[Go-essp-tech] publishing by realm

Fri Feb 26 03:26:49 MST 2010

Hi All,

The confusion here stems from the fact we (BADC and maybe others) have
been focussing on the DRS document as a design for the system.  We knew
implementations were in flux but the DRS document appeared to indicate
what direction the software was heading.

The DRS defines an atomic dataset as:

  The collection of data constituting a "product" from a single model
run is characterized by 
  sharing a single activity, institute, model, experiment/scenario, data
frequency, modelling-
  realm, variable name, local ensemble member, and version.

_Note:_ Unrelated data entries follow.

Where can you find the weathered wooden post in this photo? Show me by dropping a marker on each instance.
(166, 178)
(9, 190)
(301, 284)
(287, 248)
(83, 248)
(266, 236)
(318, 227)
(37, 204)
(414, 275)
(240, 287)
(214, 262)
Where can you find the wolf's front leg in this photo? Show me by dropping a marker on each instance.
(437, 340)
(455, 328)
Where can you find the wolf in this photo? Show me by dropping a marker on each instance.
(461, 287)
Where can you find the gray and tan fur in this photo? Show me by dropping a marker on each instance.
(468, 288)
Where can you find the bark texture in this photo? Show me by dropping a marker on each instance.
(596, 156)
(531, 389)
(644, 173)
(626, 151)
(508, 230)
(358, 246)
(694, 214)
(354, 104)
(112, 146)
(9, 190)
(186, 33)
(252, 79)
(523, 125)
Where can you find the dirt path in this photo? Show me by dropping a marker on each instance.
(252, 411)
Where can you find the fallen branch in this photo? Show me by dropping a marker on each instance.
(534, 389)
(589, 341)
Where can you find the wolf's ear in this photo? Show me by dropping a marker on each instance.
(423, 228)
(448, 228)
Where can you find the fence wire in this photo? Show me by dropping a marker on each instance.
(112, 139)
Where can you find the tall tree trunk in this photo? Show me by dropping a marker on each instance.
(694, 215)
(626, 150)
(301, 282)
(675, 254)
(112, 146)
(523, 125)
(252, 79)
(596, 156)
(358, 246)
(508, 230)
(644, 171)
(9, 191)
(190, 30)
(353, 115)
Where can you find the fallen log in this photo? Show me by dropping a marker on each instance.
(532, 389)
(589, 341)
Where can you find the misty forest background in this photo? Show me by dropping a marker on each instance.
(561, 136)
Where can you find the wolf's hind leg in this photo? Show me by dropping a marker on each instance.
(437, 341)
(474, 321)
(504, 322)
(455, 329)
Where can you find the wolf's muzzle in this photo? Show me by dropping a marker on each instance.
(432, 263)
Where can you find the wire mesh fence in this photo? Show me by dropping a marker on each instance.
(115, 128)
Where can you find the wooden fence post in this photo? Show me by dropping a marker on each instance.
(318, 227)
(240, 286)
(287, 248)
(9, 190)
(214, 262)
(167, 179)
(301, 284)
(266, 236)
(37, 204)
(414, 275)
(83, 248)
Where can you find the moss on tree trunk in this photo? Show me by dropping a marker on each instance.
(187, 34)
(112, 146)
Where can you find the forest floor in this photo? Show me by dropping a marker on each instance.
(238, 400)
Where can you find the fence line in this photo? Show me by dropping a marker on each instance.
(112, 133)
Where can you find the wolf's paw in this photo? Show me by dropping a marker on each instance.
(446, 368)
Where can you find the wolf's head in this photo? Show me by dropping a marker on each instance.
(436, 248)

This implies to me that each atomic dataset can have an independent
version.  Also the DRS URL syntax strongly suggests that individual
variables can be versioned as it puts <version> as the last component in
the path.  We already have code for constructing DRS paths that make
this assumption.

This fits with the publisher if we publish by atomic-dataset.  However,
if we publish by realm-dataset there is a mismatch.  This is nothing to
do with how much data needs shipping about to do replication: as Gavin
and Bob point out there are algorithms for ensuring only updated files
need copying.  However, the DRS document needs to accurately describe
what the system is versioning -- files, atomic-datasets or
realm-datasets.

I'm not suggesting the DRS document is cast in stone just that it should
be consistent with the implementation.  It strikes me that the DRS needs
to align atomic-dataset with realm-dataset.

Just to sketch some changes that may need to be made to the DRS:

 1. New definition of atomic dataset:

  The collection of data constituting a "product" from a single model
run characterized by 
  sharing a single activity, institute, model, experiment/scenario, data
frequency, modelling-
  realm and version.

  The data within each dataset is classified according to variable,
local ensemble member and temporal subset.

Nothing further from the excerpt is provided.